The civil settlement includes the resolution of claims brought under the qui tam or whistleblower provisions of the False Claims Act by former BioTek employees Shantae M. Wyatt and Latoya Sparrow. Under those provisions, a private party may file an action on behalf of the United States and receive a portion of any recovery. Wyatt and Sparrow will receive $4 million as their share of the settlement with BioTek and Gadde, and $91,200 as their share of the settlement with Dr. Tabby. The qui tam case is captioned United States of America ex rel. Wyatt et al. v. BioTek reMEDys, Inc., No. 19-6069 (EDPA).
The resolutions obtained in this matter were the result of a coordinated effort among the Justice Department’s Civil Division, Commercial Litigation Branch, Fraud Section, the U.S. Attorney’s Office for the Eastern District of Pennsylvania, the U.S. Attorney’s Office for the District of Delaware, the HHS-OIG, the Office of Inspector General for the Office of Personnel Management, and the Defense Criminal Investigative Service.
The investigation and resolution of this matter illustrates the government’s emphasis on combating healthcare fraud. One of the most powerful tools in this effort is the False Claims Act. Tips and complaints from all sources about potential fraud, waste, abuse, and mismanagement can be reported to the Department of Health and Human Services, at 800‑HHS‑TIPS (800-447-8477).

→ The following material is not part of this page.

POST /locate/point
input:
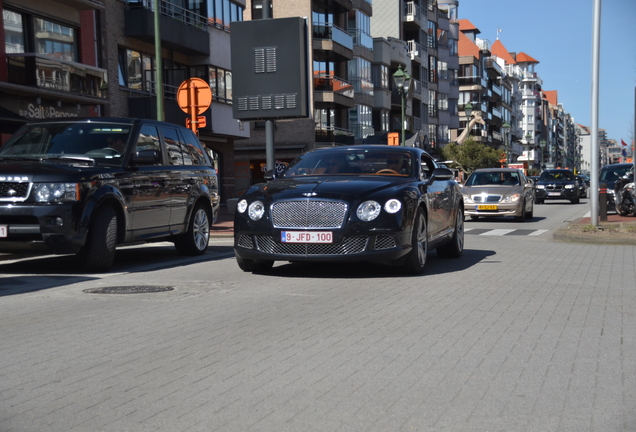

The matter was handled by Senior Trial Counsel Jennifer Cihon and Financial Analyst Craig Yamaoka of the Civil Division’s Commercial Litigation Branch, U.S. Attorney Jacqueline Romero, Assistant U.S. Attorneys Charlene Fullmer and Judith Amorosa, and Auditor George Niedzwicki for the Eastern District of Pennsylvania, and Assistant U.S. Attorney Dylan Steinberg for the District of Delaware.